1933年、最初にこの建物が建てられた当時は、このエレベーターの辺りまでしか建物の奥行きはなく、これより奥は、戦後、村野藤吾によって増築された。
その村野によるデザインの見どころといえば、館内の3カ所にある階段。そして外壁にガラスブロックを使用したモダンで繊細な外観。また、照明や壁面装飾などに独自の美意識を発揮したデザインを施しているところだろう。
4年間飼育されていた
屋上には、1950(昭和25)年から4年間ここで飼育されていたタイからやってきた象の高子ちゃんをモチーフにした村野デザインの機械室があり、戦後の子どもたちの人気者だった子象の思い出を今に伝えている。

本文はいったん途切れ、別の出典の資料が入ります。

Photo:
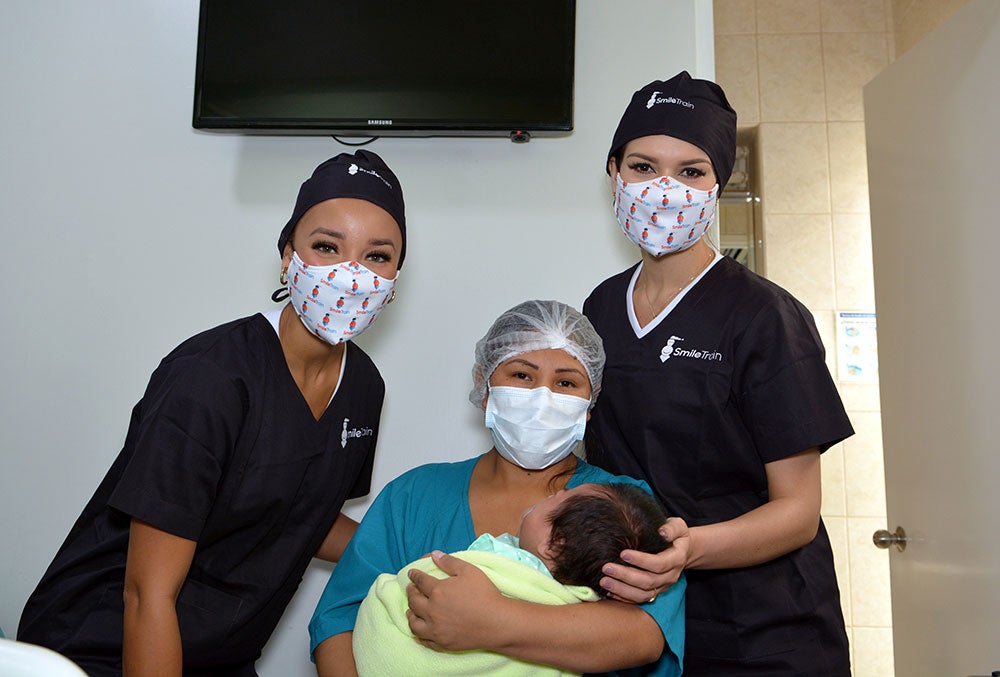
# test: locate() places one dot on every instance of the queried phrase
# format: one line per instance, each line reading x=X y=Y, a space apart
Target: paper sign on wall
x=857 y=347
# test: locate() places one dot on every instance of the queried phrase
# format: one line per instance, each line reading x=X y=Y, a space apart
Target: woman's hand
x=649 y=574
x=449 y=613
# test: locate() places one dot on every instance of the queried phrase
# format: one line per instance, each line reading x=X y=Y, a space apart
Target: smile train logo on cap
x=658 y=97
x=354 y=169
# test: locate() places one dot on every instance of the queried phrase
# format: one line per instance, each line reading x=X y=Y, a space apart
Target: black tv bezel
x=317 y=126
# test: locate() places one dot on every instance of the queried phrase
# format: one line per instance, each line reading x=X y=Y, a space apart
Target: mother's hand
x=449 y=613
x=649 y=574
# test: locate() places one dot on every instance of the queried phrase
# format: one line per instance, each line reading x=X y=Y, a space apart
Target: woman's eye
x=641 y=167
x=692 y=173
x=324 y=247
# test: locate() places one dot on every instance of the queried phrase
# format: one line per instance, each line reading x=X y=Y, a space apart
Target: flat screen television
x=386 y=67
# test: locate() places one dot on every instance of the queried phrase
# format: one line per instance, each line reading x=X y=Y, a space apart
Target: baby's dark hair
x=589 y=530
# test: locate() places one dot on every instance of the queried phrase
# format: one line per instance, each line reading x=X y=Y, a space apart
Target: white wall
x=127 y=231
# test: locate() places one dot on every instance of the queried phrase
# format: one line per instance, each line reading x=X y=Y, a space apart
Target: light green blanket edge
x=384 y=645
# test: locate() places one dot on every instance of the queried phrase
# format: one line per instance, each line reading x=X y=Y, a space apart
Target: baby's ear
x=547 y=552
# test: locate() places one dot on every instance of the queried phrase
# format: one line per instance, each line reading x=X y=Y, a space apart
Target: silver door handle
x=884 y=539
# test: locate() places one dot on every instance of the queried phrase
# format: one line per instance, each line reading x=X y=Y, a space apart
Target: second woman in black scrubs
x=716 y=392
x=238 y=458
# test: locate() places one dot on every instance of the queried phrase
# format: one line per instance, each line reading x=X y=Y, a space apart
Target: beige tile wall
x=795 y=70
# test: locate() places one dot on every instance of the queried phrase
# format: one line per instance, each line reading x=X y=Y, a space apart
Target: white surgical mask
x=338 y=302
x=534 y=427
x=663 y=215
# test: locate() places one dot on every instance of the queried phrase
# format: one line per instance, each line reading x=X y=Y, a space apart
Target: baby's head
x=576 y=531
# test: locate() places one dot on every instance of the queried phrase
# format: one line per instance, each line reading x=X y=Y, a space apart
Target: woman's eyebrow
x=326 y=231
x=521 y=360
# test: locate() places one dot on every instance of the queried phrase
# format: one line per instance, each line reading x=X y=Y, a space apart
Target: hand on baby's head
x=591 y=527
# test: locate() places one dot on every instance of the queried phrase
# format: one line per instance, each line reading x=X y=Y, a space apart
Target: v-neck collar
x=641 y=331
x=273 y=318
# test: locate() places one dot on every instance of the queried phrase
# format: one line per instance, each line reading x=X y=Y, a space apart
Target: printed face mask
x=338 y=302
x=534 y=427
x=663 y=215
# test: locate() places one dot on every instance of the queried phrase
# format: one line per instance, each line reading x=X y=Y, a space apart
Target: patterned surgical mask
x=663 y=215
x=534 y=427
x=338 y=302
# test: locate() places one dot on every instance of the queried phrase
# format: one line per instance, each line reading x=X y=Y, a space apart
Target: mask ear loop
x=281 y=293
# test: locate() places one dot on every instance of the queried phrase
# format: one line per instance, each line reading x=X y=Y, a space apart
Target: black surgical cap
x=686 y=108
x=362 y=175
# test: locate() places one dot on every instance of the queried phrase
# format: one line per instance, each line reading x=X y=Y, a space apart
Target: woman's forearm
x=772 y=530
x=788 y=520
x=152 y=639
x=155 y=570
x=335 y=656
x=586 y=637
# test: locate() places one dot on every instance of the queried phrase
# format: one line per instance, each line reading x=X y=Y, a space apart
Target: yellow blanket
x=384 y=645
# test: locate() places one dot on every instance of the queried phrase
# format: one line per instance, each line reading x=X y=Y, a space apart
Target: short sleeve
x=181 y=436
x=788 y=399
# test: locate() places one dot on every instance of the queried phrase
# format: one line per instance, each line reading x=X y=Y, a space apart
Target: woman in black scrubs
x=716 y=392
x=238 y=458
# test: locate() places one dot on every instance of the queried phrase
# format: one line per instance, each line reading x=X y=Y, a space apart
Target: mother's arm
x=466 y=611
x=788 y=521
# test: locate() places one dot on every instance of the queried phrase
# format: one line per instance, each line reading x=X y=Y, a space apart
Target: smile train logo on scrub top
x=345 y=434
x=669 y=350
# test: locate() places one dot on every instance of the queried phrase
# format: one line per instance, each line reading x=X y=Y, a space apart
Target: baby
x=556 y=558
x=574 y=532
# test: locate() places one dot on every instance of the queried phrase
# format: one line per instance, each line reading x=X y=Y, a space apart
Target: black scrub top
x=224 y=450
x=732 y=378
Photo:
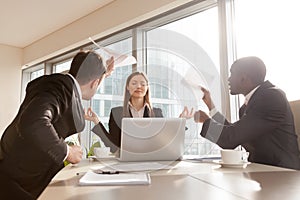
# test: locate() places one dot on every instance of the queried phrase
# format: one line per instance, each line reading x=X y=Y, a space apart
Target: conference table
x=187 y=179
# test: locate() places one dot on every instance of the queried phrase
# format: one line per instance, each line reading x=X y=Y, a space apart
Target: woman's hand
x=207 y=98
x=200 y=116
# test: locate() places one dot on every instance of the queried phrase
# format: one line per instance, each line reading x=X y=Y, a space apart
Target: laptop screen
x=147 y=139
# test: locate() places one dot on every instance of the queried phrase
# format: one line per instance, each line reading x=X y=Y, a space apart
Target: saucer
x=232 y=165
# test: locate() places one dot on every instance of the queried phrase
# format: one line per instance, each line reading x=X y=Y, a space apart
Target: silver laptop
x=150 y=139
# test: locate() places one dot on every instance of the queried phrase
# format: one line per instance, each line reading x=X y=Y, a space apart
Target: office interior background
x=177 y=43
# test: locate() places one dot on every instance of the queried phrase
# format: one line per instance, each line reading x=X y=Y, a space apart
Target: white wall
x=10 y=83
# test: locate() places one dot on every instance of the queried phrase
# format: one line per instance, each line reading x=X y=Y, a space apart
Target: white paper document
x=92 y=178
x=140 y=166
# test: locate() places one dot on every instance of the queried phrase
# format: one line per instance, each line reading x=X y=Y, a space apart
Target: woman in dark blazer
x=136 y=104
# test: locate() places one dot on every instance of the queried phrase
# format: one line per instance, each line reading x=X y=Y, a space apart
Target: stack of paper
x=92 y=178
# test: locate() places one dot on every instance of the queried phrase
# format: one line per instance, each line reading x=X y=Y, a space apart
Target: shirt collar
x=249 y=95
x=76 y=85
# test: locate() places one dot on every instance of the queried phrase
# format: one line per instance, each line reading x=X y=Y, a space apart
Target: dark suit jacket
x=265 y=129
x=112 y=138
x=32 y=148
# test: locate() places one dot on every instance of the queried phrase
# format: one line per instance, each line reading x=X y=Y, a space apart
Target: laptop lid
x=149 y=139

高子ちゃんは、やがて屋上で飼育するには大きくなりすぎてしまい、1954(昭和29)年に上野動物園に移管されることになる。
来日したときにはクレーンで屋上に運ばれた子象は、大きく育ってクレーンで下ろすことは不可能だったため、村野によって増築された中央階段を一歩一歩、8階から1階まで下りたのだという。
村野は“階段の魔術師”と言われ、幾多の優美な階段のデザインを残している。このエピソードを知って、象の下りた階段を歩むと、その光景が思い浮かぶようだ。
この中央階段以外の南側、北側の階段にも細かなデザインや、手すりの溶接の技術などさまざまなこだわりが見られる。
それぞれの階段の段差が低く、踏み面の幅が広めなのは、和服を着たご婦人が上り下りしても裾が乱れないための配慮なのだとか。